O próprio Carney está à frente do Conselho de Integridade dos Mercados Voluntários de Carbono (ICVCM). O órgão promete definir um conjunto de princípios-chave até o final do ano. Com isso, pretende dar aval aos offsets que satisfizerem seus princípios. O Financial Times comentou a iniciativa.

Chloe Farand, na Climate Change News, também fala da iniciativa e comenta uma outra, a Iniciativa para a Integridade do Mercado Voluntário de Carbono (VCMI), a qual também pretende colocar suas diretrizes em consulta pública neste ano. Estes serão dirigidos ao lado da demanda: como escolher, como reportar e como garantir que não haja uso múltiplo do mesmo offset.

O Conselho de Carney quer definir o que é um projeto e um offset íntegro.

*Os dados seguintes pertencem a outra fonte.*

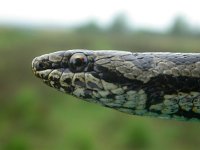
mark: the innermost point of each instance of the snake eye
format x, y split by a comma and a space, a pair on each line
78, 62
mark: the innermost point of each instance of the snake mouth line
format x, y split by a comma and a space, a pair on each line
156, 84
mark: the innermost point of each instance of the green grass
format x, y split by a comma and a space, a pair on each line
34, 116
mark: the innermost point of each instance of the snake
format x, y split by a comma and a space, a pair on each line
155, 84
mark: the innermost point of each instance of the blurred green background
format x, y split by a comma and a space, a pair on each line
36, 117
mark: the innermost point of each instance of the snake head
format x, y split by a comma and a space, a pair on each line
82, 73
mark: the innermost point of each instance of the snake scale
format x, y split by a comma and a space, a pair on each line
163, 85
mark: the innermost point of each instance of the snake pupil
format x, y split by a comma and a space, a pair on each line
78, 62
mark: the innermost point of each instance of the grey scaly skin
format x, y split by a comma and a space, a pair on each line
164, 85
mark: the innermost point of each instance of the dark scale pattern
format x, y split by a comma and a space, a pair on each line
180, 59
152, 76
140, 60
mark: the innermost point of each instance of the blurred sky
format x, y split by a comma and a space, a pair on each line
154, 14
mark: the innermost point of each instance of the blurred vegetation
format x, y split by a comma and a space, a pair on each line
34, 116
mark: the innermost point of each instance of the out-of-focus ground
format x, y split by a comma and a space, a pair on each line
34, 116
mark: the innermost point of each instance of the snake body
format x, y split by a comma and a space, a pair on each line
164, 85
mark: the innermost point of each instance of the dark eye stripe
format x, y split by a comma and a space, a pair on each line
78, 62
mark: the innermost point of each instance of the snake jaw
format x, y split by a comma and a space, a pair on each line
151, 84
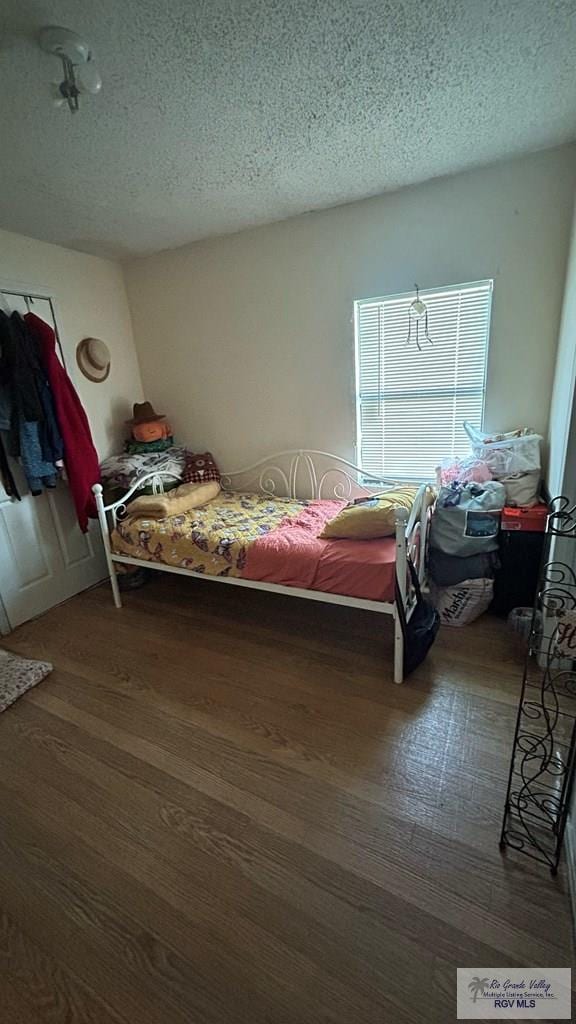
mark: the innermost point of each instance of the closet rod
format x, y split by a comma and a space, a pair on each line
26, 295
40, 298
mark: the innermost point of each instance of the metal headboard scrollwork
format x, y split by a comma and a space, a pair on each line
305, 474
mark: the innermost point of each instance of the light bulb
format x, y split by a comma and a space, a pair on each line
55, 92
88, 79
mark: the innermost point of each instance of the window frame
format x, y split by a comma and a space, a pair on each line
423, 293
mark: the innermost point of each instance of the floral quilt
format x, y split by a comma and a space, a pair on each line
213, 539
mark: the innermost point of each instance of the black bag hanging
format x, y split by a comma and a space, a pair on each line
421, 630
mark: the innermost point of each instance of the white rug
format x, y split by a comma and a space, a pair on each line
18, 675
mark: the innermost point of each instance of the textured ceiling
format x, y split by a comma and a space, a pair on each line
216, 115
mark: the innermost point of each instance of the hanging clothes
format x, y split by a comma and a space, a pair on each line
79, 453
27, 403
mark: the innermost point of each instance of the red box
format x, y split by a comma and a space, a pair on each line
528, 519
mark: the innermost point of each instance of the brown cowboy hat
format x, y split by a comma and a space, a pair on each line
142, 412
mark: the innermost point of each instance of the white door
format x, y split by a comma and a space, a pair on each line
44, 556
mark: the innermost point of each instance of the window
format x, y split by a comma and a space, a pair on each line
411, 404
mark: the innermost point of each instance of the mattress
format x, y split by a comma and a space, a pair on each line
271, 540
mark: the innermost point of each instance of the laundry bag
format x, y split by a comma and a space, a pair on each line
461, 604
466, 518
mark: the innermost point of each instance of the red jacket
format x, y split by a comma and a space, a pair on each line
79, 452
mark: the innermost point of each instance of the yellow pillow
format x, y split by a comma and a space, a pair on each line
372, 518
182, 499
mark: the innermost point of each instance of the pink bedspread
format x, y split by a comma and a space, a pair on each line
293, 555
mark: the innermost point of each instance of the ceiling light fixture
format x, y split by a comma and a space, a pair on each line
80, 73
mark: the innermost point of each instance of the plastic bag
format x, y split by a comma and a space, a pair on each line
507, 454
464, 470
461, 604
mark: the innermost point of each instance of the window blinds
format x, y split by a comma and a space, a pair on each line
411, 404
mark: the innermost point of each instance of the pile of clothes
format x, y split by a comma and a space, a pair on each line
42, 421
463, 552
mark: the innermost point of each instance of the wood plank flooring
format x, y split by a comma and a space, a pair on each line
219, 808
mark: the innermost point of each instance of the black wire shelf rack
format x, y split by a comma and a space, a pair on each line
544, 745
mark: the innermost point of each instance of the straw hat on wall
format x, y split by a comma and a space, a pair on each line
92, 356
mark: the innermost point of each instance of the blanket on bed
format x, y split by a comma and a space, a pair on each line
272, 540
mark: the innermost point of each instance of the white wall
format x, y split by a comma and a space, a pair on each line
246, 341
562, 434
562, 468
91, 302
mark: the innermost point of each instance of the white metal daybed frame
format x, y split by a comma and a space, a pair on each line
303, 474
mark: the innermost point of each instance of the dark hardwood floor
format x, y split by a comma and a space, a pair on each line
219, 808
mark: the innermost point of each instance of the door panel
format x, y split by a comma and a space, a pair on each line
44, 556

Nenhum dos dois está olhando para um ponto fundamental mencionado por Farand: o setor fóssil quer usar esses offsets para prolongar seus modelos de negócio e postergar para o Dia de São Nunca colocar a rolha em todos os poços de petróleo, gás e carvão.

Plantar e preservar árvores parece ser a bola da vez nas conversas sobre créditos de carbono. O New York Times conta que offsets vindos de árvores podem ser uma arma poderosa para, no final das contas, limitar o aquecimento global, mas também tem o potencial de causar danos à população e à biodiversidade, além de não ajudar o clima. O Estadão publicou uma tradução da matéria.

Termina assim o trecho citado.